Oh, gosh! If we had only had such "volunteers" in Vietnam, the War President himself might have been forced to "volunteer". Then Bush could have single-handedly flown his F-100 into downtown Hanoi, advanced under the cover of his media stunning cock blocker, and water boarded Ho Chi Minh into submission himself.
If only the dang politicians hadn't interfered with forcing young Muricans like Bush to "volunteer".
Well, what the heck? (See, I wrote "heck" in case David Broder was reading my blog and looking for foul mouthed vituperative bloggers. That desiccated douchebag is not going to fucking find one here, that's for damn sure!)
Why aren't there more volunteers? I mean, George W. Bush has been on the job, ensuring that American volunteers have, um, "all they need to do their job", which is retarded simian for, I guess, have the necessary equipment to fight this war.
Like, in the initial invasion of Iraq:
WASHINGTON , Feb. 2 — The first official Army history of the Iraq war reveals that American forces were plagued by a "morass" of supply shortages, radios that could not reach far-flung troops, disappointing psychological operations and virtually no reliable intelligence on how Saddam Hussein would defend Baghdad...
...Tank engines sat on warehouse shelves in Kuwait with no truck drivers to take them north. Broken-down trucks were scavenged for usable parts. Artillery units cannibalized parts from captured Iraqi guns to keep their howitzers operating. Army medics foraged medical supplies from combat hospitals.

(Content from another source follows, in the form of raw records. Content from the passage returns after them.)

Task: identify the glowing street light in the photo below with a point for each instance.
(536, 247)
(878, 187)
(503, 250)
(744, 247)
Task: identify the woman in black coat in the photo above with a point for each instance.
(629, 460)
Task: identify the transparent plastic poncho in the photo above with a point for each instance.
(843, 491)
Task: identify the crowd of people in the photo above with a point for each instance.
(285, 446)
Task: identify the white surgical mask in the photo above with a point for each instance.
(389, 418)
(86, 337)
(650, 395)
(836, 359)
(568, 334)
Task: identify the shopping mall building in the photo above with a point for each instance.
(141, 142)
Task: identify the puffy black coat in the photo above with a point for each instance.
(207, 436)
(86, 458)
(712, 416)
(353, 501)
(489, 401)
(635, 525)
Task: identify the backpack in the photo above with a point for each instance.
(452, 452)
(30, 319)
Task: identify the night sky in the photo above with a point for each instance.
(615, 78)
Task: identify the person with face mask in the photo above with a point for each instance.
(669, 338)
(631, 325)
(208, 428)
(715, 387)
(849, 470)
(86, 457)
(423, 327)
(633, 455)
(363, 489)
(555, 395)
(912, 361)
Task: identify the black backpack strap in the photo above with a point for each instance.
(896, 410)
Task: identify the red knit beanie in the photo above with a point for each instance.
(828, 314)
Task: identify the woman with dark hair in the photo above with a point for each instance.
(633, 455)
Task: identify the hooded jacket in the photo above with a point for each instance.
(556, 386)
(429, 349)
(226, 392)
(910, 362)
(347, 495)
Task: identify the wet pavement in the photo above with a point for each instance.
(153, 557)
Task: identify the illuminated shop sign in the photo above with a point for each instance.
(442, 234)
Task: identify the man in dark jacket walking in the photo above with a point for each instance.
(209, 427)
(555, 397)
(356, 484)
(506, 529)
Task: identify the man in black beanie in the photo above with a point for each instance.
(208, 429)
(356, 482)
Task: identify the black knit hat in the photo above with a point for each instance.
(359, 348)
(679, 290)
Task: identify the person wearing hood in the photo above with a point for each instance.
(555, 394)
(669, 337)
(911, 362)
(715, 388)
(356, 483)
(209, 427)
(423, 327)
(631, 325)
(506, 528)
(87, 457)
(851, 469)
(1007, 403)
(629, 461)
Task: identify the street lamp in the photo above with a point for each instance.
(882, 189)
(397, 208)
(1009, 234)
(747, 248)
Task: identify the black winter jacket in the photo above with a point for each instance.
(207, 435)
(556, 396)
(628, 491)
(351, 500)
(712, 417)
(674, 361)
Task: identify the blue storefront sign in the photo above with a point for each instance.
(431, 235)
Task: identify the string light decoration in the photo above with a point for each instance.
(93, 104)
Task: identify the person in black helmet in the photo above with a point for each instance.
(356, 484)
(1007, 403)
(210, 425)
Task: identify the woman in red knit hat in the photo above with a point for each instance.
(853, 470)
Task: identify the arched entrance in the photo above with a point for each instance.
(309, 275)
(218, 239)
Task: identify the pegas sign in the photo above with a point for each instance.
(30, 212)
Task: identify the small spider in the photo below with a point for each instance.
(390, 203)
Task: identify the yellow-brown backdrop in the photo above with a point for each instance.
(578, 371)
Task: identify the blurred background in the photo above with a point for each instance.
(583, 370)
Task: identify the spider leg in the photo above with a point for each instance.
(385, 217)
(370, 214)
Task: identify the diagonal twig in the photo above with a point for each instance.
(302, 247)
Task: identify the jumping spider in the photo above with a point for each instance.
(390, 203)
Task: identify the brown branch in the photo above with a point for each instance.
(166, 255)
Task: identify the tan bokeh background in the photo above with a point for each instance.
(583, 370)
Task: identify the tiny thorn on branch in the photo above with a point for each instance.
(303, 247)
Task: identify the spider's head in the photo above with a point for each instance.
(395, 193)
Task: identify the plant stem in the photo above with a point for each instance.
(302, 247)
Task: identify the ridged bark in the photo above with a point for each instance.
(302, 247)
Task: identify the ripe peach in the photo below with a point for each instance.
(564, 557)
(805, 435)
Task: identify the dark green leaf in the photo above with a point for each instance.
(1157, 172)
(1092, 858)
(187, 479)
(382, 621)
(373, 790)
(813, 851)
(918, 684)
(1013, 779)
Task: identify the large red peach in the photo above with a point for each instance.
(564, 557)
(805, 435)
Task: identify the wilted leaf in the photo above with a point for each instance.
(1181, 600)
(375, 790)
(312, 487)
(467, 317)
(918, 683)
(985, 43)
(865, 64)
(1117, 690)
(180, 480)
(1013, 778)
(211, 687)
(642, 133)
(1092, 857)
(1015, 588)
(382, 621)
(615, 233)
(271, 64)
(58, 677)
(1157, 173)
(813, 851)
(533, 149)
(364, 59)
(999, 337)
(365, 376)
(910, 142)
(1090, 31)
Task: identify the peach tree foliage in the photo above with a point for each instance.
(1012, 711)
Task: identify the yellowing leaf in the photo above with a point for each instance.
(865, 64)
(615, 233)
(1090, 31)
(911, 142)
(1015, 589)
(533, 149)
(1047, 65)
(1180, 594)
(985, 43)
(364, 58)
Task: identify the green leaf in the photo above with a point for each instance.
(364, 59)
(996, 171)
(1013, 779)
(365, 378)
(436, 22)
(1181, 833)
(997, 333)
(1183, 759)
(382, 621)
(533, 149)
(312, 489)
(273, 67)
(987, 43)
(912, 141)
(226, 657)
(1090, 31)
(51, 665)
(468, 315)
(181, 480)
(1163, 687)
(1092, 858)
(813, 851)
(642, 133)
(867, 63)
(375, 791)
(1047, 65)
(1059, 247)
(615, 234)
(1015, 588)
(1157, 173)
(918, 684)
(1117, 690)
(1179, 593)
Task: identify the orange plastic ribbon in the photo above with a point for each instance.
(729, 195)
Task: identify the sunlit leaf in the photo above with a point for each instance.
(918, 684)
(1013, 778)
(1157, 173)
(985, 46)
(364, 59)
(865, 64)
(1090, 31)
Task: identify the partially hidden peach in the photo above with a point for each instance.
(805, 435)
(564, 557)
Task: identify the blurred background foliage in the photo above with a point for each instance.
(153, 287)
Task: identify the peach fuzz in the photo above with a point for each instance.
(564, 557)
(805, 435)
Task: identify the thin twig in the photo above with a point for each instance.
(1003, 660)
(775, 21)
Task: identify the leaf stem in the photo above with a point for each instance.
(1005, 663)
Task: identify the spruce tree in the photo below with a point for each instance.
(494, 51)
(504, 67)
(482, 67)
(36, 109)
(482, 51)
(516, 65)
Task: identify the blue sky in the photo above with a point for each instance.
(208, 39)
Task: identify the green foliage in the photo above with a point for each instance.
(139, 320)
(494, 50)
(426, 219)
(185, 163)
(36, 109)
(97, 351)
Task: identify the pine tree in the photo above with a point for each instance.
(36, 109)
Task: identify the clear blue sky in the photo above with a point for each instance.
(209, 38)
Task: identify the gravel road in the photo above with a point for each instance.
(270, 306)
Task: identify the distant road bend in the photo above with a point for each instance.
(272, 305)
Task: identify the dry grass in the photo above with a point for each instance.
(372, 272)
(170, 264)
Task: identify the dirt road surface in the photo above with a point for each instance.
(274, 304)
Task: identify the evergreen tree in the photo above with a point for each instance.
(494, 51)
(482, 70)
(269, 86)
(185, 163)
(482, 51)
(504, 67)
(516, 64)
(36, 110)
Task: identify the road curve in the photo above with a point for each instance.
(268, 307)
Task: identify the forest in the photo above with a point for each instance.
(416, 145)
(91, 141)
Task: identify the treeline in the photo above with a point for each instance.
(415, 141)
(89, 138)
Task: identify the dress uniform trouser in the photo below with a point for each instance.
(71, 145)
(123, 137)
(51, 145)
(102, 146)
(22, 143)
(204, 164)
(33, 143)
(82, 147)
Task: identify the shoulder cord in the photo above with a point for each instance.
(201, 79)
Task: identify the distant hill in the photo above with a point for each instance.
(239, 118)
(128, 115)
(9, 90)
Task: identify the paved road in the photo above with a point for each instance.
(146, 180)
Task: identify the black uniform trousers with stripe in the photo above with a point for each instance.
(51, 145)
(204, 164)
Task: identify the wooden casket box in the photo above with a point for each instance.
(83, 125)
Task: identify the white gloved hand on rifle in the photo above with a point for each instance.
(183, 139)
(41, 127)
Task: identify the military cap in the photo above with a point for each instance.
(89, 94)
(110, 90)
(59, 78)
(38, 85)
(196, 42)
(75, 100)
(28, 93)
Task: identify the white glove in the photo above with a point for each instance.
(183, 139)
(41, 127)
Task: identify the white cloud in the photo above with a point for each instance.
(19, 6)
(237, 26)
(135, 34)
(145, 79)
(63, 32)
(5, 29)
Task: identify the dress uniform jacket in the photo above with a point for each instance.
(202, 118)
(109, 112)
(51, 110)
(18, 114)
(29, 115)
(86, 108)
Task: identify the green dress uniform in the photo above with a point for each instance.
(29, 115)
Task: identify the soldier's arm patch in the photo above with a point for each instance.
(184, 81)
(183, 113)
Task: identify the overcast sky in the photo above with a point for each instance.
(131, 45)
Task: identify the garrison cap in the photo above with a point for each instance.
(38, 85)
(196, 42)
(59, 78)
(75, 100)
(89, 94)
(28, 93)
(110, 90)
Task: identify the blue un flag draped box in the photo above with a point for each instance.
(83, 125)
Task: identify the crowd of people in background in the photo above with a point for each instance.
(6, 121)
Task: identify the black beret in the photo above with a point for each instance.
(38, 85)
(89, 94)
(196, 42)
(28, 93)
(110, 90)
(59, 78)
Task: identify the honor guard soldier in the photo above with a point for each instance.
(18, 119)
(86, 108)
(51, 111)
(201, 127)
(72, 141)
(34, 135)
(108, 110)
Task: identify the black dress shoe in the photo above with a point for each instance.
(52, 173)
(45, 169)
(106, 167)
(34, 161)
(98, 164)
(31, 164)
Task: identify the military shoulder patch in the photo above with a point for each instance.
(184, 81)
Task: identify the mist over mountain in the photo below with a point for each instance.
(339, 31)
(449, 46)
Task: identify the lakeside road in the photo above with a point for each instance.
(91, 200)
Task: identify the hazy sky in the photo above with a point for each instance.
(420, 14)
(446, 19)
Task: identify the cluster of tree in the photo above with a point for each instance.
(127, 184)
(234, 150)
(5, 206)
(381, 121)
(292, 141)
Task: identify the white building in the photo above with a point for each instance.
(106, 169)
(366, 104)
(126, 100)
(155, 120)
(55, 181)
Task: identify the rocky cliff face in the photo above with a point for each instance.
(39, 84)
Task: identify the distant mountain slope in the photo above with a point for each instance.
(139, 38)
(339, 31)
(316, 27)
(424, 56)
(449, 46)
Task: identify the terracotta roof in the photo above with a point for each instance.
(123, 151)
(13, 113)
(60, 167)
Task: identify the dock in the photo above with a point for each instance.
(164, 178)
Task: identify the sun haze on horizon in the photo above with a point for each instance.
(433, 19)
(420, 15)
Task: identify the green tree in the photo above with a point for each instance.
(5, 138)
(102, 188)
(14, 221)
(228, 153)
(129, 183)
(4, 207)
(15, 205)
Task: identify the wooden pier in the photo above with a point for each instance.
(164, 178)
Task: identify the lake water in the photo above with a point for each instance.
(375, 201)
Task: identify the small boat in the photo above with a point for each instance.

In most cases, soldiers improvised solutions to keep the offensive rolling. But the study found that the Third Infantry Division, the Army's lead combat force, was within two weeks of being halted by a lack of spare parts, and Army logisticians had no effective distribution system.
And years afterwords:
Q: Yes, Mr. Secretary. Our soldiers have been fighting in Iraq for coming up on three years. A lot of us are getting ready to move north relatively soon. Our vehicles are not armored. We’re digging pieces of rusted scrap metal and compromised ballistic glass that’s already been shot up, dropped, busted, picking the best out of this scrap to put on our vehicles to take into combat. We do not have proper armament vehicles to carry with us north.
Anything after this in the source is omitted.